An excellent ensemble cast of six brings to life this sporadically amusing and mostly depressing play by Stephen Karam set in downtown New York during the Thanksgiving festivities of the Blake family where strange things begin to take place in the newly moved in basement duplex apartment of youngest daughter Brigid (Sarah Steele) and her live in beau Richard Saad (Arian Moayed) thirty eight year old student awaiting his trust fund which becomes available when he reaches 40 – which will mostly go to repay his student loans. He’s the cook.
It’s a spacious, mostly void of furniture apartment on two levels designed by David Zinn – although those sitting in the first few rows of the orchestra might leave the theatre with a stiff neck. Others might leave with a depressing headache.
They all have problems. Physical ailments. Money. Jobs. There isn’t a problem it seems that Mr. Karam doesn’t touch upon. He puts a lot on his plate besides turkey for us to digest in this family gathering that has brought Erik Blake (Reed Birney) and his wife Deirdre (Jayne Houdyshell) and his mom Momo (Lauren Klein) wheelchair bound and suffering from dementia to New York from Scranton Pennsylvania.

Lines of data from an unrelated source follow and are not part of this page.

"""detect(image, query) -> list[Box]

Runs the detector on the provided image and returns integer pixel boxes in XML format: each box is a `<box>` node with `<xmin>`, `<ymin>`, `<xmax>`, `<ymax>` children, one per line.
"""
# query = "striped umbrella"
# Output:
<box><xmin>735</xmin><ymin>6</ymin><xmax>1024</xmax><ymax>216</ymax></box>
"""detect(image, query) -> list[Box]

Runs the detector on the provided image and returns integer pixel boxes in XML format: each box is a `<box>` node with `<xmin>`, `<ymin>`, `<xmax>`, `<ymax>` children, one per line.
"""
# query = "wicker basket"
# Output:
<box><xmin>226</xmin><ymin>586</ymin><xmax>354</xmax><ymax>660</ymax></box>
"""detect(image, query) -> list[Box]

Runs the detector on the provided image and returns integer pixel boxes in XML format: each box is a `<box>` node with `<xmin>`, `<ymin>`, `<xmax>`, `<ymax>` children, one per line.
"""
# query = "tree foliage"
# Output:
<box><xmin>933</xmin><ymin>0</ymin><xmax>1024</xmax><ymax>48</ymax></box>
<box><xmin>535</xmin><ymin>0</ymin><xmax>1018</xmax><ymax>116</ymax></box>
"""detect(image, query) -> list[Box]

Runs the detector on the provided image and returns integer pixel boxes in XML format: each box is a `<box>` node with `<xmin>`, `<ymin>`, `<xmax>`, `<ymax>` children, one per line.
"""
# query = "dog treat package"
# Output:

Brigid’s sister Aimee (Cassie Beck) is suffering from a disease that can lead to cancer, has broken up with her girlfriend and lost her job. During the course of this intermission-less saga you will find out lots more about what makes the Blake family tick, tick boom!
They may have a problem speaking about important things with each other but wine always loosens the tongue. And Mr. Karam’s dialogue is natural and enlightening.

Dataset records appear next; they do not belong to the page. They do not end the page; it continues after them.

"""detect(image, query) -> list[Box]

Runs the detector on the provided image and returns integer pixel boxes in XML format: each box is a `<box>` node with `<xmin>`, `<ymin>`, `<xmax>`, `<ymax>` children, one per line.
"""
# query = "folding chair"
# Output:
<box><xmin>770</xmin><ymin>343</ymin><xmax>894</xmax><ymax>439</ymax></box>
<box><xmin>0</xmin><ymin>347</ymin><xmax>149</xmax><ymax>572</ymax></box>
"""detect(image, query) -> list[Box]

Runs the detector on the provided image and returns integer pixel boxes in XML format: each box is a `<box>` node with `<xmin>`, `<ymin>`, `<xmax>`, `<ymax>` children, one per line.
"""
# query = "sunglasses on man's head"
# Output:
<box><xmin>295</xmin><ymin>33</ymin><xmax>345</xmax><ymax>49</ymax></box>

However he adds mysterious (perhaps symbolic) things that bewilder. Extremely loud noises from an upstairs neighbor – a seventy year old Chinese lady. What could she be doing to cause such a racket? And then there are the lights that suddenly go out resulting in a Steven Spielberg flashlight sequence from director Joe Mantello as they chase a cockroach as big as a mouse. And then there is the question of cell phone reception. Dad has to nearly lean out the window while Aimee has no problem whatsoever. Then there are the dreams, rather nightmares.
For those of you having to deal with someone suffering from dementia watching this production will prove difficult. Lauren Klein does an outstanding job – although it is painful and heart wrenching to watch.
Joe Mantello is the master of misdirection as he manages our focus elsewhere while Momo somehow gets herself up off the sofa and into the kitchen without her wheelchair…
THE HUMANS runs through December 27th at the Laura Pels and will be transferring to Broadway next year.